Allí, los cuatro hijos formarán familias por fuera de la comunidad rusa, en una decisión que muestra también hasta qué punto el exilio generó una fractura con ese pasado. De hecho, George, el padre de Michael, que al escapar con la familia de Rusia en 1919 contaba apenas seis abriles, no frecuentaba los círculos de exiliados ni hablaba ruso en la casa.  

El vínculo entre Michael y George permite a su vez introducirnos en otro aspecto central del libro que va más allá de la historia en sí. Me refiero a las reflexiones que el autor realiza sobre la memoria y la identidad.

Porque el lugar común, lo que uno espera de un libro que intenta reconstruir una historia familiar, es una reivindicación de los orígenes, la revalorización de las raíces. Y, sin embargo, el enfoque es mucho más complejo.

“Yo tenía un pasado de aventureros zaristas, supervivientes de revoluciones y exiliados heroicos. Pero, cuanto más grande era mi necesidad de echar mano de ese pasado, más fuerte se hacía la necesidad de renegar de él, de labrarme mi propio camino”.

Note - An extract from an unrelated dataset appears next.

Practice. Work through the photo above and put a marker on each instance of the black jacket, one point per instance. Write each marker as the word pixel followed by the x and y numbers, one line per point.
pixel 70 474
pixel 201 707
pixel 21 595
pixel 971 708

Aparecen entonces los dos aspectos: por un lado, la conciencia de que la identidad personal depende de la continuidad que nos brinda la memoria y está atravesada por la historia familiar como un pasado ineludible; sin embargo, por otro lado, esa identidad es también fruto de decisiones libres que nos separan de esa historia. Esa ambigüedad, ese cerrar un capítulo de la historia familiar para, a su vez, independizarse de él y asumir su influencia relativa, atraviesa todo el libro y explica la tensión que tenemos con las fotografías familiares.

Es que éstas son los únicos objetos que, según Ignatieff, realizan la función religiosa de conectar a los vivos con los muertos: a través de ellas nos damos cuenta que compartimos rasgos, estilos, formas, gestos con nuestros antepasados, lo cual nos ubica en un tiempo y en un espacio. La fotografía nos advierte que la identidad personal es una creación que no se hace desde la nada sino sobre la base de una materialidad donde juega lo genético, lo histórico y lo social.   

“Esta es la razón por la cual las viejas fotografías quedan confinadas en una vieja caja de zapatos en el último cajón de la cómoda. Las necesitamos, pero no queremos oír sus reivindicaciones”.

Este punto es por demás interesante porque la fotografía, según Ignatieff, “documentan las heridas” y por ello lastiman ese proceso trabajoso de la memoria por olvidar las cicatrices del pasado. Así, las fotografías son clave para saber quiénes somos y, al mismo tiempo, desafiando el olvido, irrumpen incomodando eso que somos. Esa es la tensión constante que Ignatieff expresa haciendo un recorrido por una historia de Rusia y de Ucrania que le es constitutiva pero, a la vez, completamente ajena, como él mismo reconoce: “Soy un canadiense tan típico de su tiempo y de su lugar de nacimiento, que me siento fraudulento en mi intento de asimilar la evanescente experiencia de otra generación”.

El libro comienza con un proverbio ruso que sirve como epígrafe y reza: “Si vives en el pasado perderás un ojo. Si ignoras el pasado perderás los dos”. Abriéndole los ojos a ese pasado y rindiéndole un homenaje a esos abuelos remotos, Ignatieff nos enseña que conocer de dónde venimos es esencial para saber quiénes somos. Pero no para romantizarlo, sino para ubicarlo y enfocar la mirada en un futuro donde, sabiendo lo que somos, podamos elegir lo que queremos ser.